Todo es genial. Todo es una mierda. Me cuesta vivir. Pero mientras
tenga una botella de vino y pornografía todo es superable. El acto poético es mancharse
los dedos con la mortaja blanca del sexo. Esperar el accidente cálido y
sensual. Unos pechos que envilezcan mis manos. Una lengua recorriendo las
fronteras del monstruo púrpura. No hagáis caso al pesimista que indica que todo
es vulgar, ingenuo e incluso ridículo. No somos trámites. Puede que nos
convirtamos en animales que se masturban delante de los espejos que crea la
naturaleza. Pero hemos sido NOSOTROS quienes hemos puesto nombre al juego. No
quiero besar tus idilios decadentes, ¿de qué te sirven a ti? De nada. Sigue
follándote al suicidio pero no me entorpezcas con tu baile de confusas
palabras. Sigue siendo bombilla con anhelos de apagón. Mi luz llega más lejos. Mis
muros son aeropuertos donde me pierdo sin buscarme. Raíces de cemento. Ningún
vértigo me impide mantener el derrumbe en equilibro. Sólo caigo de rodillas
frente al cadalso de un coño húmedo y su espectáculo de miradas y jadeos.

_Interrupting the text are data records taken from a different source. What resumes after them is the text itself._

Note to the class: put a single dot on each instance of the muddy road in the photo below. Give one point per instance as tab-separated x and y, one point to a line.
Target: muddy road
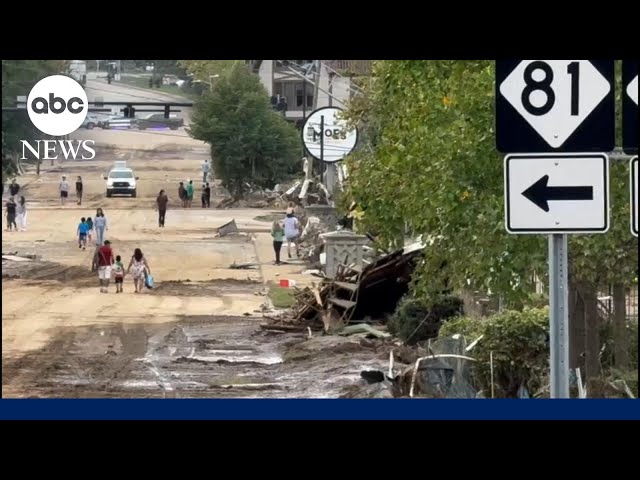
195	334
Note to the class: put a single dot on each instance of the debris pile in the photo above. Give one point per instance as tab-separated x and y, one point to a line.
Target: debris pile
355	294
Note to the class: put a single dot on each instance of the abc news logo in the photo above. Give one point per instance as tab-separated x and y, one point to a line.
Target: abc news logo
41	105
57	106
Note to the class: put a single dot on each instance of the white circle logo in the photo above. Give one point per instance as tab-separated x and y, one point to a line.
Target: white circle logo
57	105
327	136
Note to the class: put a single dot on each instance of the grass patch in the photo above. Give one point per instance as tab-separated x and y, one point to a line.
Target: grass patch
281	297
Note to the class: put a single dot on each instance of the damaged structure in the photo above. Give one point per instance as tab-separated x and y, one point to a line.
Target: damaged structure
356	293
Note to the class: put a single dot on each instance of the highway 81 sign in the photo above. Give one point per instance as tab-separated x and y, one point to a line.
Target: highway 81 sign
553	193
630	106
555	106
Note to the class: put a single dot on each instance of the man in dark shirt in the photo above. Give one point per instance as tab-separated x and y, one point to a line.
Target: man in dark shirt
104	260
162	202
14	188
11	215
182	194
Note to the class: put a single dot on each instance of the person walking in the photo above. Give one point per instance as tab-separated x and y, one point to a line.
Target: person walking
79	190
82	233
89	229
205	171
104	260
162	201
11	214
277	232
203	196
100	224
189	193
207	195
64	190
14	188
182	194
21	214
292	232
140	269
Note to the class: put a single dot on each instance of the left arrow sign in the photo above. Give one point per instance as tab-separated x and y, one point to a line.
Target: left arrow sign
540	193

Mi mano tiembla ante otra obra maestra de la depravación que Internet
ofrece a sus files retoños. La copa zozobra y el vino cae sobre el ordenador.
Se escucha un chisporroteo. Pequeña columna de humo anunciando la debacle.
Mierda. Estos vídeos eran mi único baluarte para superar otra noche de vacío
existencial. Miro asustado a mi alrededor, ¿ahora qué? De pronto resuena un
grito histérico en la calle, como si alguien tuviera un claxon de violencia en
la garganta. No sé dilucidar si es un mesías llorando al otoño o un borracho sintiendo
empatía por mi desastre.
Salgo al balcón. Joder. Es mucho peor: un poeta. Pensaba que estaban
extinguidos. Utiliza viles metáforas para hablar del AMOR. De su soledad. De la
épica del dolor. Esto es inadmisible. Nos ha costado años mutilar nuestra sensibilidad
para que ahora venga un sensiblero enajenado y nos escupa en la cara nuestra falta
de decoro y trascendencia. Saco la pistola. Apunto con cuidado. ¡BANG! Uno
menos. Escucho aplausos. Llega un furgón de la policía y recogen el cuerpo. Los
padres orgullosos salen en bata y pisotean sus poemas. Me estrechan la mano. Esos
soñadores son peligrosos –me dicen-, su locura es contagiosa. Gracias a mí sus
hijos vuelven a estar a salvo.
Los hombres grises dan cuerda a sus relojes. Antes de abandonar la
calle –mañana hay que madrugar-, me regalan un ordenador por recuperar la paz
en el barrio. Subo a casa. Me conecto de nuevo a Internet y busco el
vídeo de antes: mujeres y ranas dejándose llevar por la depravación. El pantalón
cae al suelo. Es hora de disfrutar del ARTE de verdad.
A fin de cuentas siempre me gustaron los finales felices.